A question on convergence of series

Suppose $(z_i)$ is a sequence of complex numbers such that $|z_i|\to 0$ strictly decreasing. If $(a_i)$ is a sequence of complex numbers that has the property that for any $n\in\mathbb{N}$

$$ \sum_{i}a_iz_i^{n}=0 $$ does this imply that $a_i=0$ for any $i$?

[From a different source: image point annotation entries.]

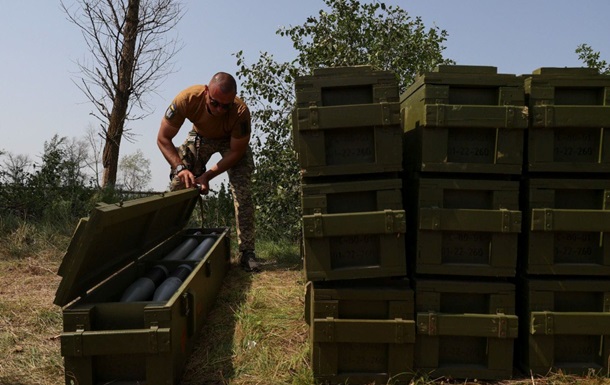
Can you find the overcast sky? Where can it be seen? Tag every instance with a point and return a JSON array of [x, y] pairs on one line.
[[40, 47]]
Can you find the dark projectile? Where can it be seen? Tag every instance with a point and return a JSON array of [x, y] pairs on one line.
[[183, 249], [172, 283], [144, 287]]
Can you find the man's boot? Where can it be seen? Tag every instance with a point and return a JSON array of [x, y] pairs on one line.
[[248, 261]]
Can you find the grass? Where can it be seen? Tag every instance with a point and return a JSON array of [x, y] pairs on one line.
[[256, 333]]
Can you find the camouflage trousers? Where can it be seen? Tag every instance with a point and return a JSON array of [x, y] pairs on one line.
[[195, 152]]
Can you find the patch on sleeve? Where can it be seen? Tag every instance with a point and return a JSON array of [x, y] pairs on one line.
[[171, 111], [245, 128]]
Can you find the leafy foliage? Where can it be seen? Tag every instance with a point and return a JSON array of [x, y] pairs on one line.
[[592, 59], [59, 188], [134, 171], [52, 190], [349, 33]]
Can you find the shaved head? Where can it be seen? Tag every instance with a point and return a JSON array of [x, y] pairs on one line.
[[225, 82]]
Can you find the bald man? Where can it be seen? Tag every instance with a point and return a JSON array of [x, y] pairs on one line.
[[221, 124]]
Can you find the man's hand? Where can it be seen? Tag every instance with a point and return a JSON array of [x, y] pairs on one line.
[[186, 177], [204, 183]]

Edit: For the "finite dimensional" case, when we have $n$ distinct $(z_i)$, then $(a_i)$ must be $0$. This amounts to solving a homogeneous system of $n$ equations with $n$ unknowns, which only has the trivial solution in the case of distinct $(z_i)$. I am really curious what happens in the infinite dimensional case. My intuition tells me the same must be true, but I don't have a proof for it.

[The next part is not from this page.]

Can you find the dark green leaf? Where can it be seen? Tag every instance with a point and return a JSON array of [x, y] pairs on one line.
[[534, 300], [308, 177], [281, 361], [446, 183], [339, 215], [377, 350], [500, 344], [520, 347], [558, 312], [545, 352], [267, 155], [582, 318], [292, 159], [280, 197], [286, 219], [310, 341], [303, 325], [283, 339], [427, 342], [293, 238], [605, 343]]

Edit 2: Very interesting, looking were this question originated, the fact that all $a_i=0$ when $(a_i)\in l_1$ is "expected". I was hoping to get a counterexample otherwise. However, if a non-trivial sequence $a_i$ exists (at least for some sequences $z_i$), I would "expect" to be able to choose it in $l_2$. Looking at Davide and Julien answers below, it seems $(a_i)\in l_1$ is an essential assumption in their argument.

Solution 1:

Under the assumption that $\sum_{i=0}^\infty |a_i| < \infty$, we can use power series. This assumption can be weakened: it is enough to assume that there exists $n \in \mathbb{N}$ such that $(a_i z_i^n) \in \ell^1$ (since we can work with $a'_i = a_i z_i^n$).

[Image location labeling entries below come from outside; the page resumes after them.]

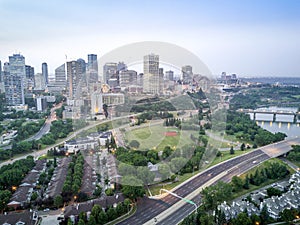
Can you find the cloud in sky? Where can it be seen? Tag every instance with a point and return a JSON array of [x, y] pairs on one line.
[[248, 37]]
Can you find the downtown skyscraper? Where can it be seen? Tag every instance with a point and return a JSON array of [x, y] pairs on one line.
[[45, 72], [92, 68], [151, 78], [14, 80]]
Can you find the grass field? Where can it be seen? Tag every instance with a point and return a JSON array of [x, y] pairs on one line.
[[153, 137]]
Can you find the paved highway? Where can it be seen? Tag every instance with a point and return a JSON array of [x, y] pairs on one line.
[[148, 209], [74, 134]]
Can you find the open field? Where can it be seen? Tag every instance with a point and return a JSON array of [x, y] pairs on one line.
[[154, 137]]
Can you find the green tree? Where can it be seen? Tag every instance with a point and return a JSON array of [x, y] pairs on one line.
[[177, 164], [134, 144], [111, 214], [34, 196], [130, 191], [4, 198], [237, 183], [243, 146], [70, 222], [214, 195], [126, 170], [92, 220], [81, 222], [58, 201], [109, 192], [144, 174], [164, 171], [231, 150], [242, 218], [287, 215], [102, 218]]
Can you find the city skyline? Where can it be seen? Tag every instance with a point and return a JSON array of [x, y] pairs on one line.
[[249, 38]]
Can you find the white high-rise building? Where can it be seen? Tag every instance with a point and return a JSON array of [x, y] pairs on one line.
[[60, 76], [151, 78], [39, 80], [14, 79], [45, 72]]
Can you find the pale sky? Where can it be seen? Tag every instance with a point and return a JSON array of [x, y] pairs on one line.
[[249, 37]]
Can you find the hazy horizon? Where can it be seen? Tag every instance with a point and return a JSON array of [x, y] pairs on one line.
[[249, 38]]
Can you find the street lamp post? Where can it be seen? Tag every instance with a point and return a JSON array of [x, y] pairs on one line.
[[184, 199]]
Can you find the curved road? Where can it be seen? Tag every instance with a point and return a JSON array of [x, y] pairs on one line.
[[165, 210]]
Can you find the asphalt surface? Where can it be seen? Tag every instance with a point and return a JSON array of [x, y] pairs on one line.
[[149, 208]]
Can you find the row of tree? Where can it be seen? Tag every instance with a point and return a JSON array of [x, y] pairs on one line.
[[73, 180], [243, 127], [11, 176], [99, 216]]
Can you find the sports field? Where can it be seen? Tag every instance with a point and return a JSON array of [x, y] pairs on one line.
[[158, 136]]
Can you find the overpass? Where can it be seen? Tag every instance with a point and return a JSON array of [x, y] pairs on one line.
[[274, 113], [167, 209]]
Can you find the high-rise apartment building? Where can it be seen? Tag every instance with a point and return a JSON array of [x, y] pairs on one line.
[[169, 75], [45, 72], [40, 83], [127, 77], [151, 78], [17, 67], [0, 71], [109, 71], [187, 73], [14, 78], [121, 66], [75, 72], [60, 76], [92, 68], [29, 72]]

For $|\lambda| < |z_0|^{-1}$, define $$ f(\lambda) = \sum_{i=0}^\infty \frac{a_i}{1 - \lambda z_i} = \sum_{n=0}^\infty \sum_{i=0}^\infty (\lambda z_i)^na_i =0. $$ If $k = \min\{i \in \mathbb{N} \mid a_i \neq 0\}$ exists, then $f(\lambda) \sim \dfrac{a_k}{1-\lambda z_k}$ when $\lambda \to z_k^{-1}$, wich is absurd.

Solution 2:

It's a partial answer to @Tomas' comment which ask what happens if we assume the sequence $\{a_j\}$ in $\ell^1$, and it would be too long for a comment.

I interpret the hypothesis $\sum_{j=0}^{+\infty}a_jz_j^n=0$ for all $n$ as "the sequence of partial sums converges and its limit is $0$". In particular, it implies that $\{a_j\}$ is convergent to $0$, hence $\{|a_j|\}$ is in particular a bounded sequence, say by $M$. We show by induction that $a_j=0$ for all $j$. First, we have for all integer $p$ that $$|a_0z_0^p|\leqslant\sum_{j\geqslant 1}|a_j||z_j|^p$$ so $$|a_0|\leqslant \sum_{j\geqslant 1}|a_j|\left(\frac{|z_j|}{|z_0|}\right)^p.$$ Let $b_{j,p}:=|a_j|\left(\frac{|z_j|}{|z_0|}\right)^p$. We have $|b_{j,p}|\leqslant |a_j|\left(\frac{|z_j|}{|z_0|}\right)^p$, and as $\{a_j\}\in\ell^1$, we can conclude by monotone convergence theorem that $a_0=0$.

Now assume that $a_0=\dots=a_n=0$. Then $$|a_{n+1}|\leqslant \sum_{j\geqslant n+2}|a_j|\left(\frac{|z_j|}{|z_{n+1}|}\right)^p,$$ and an other application of monotone convergence theorem yields $a_{n+1}=0$.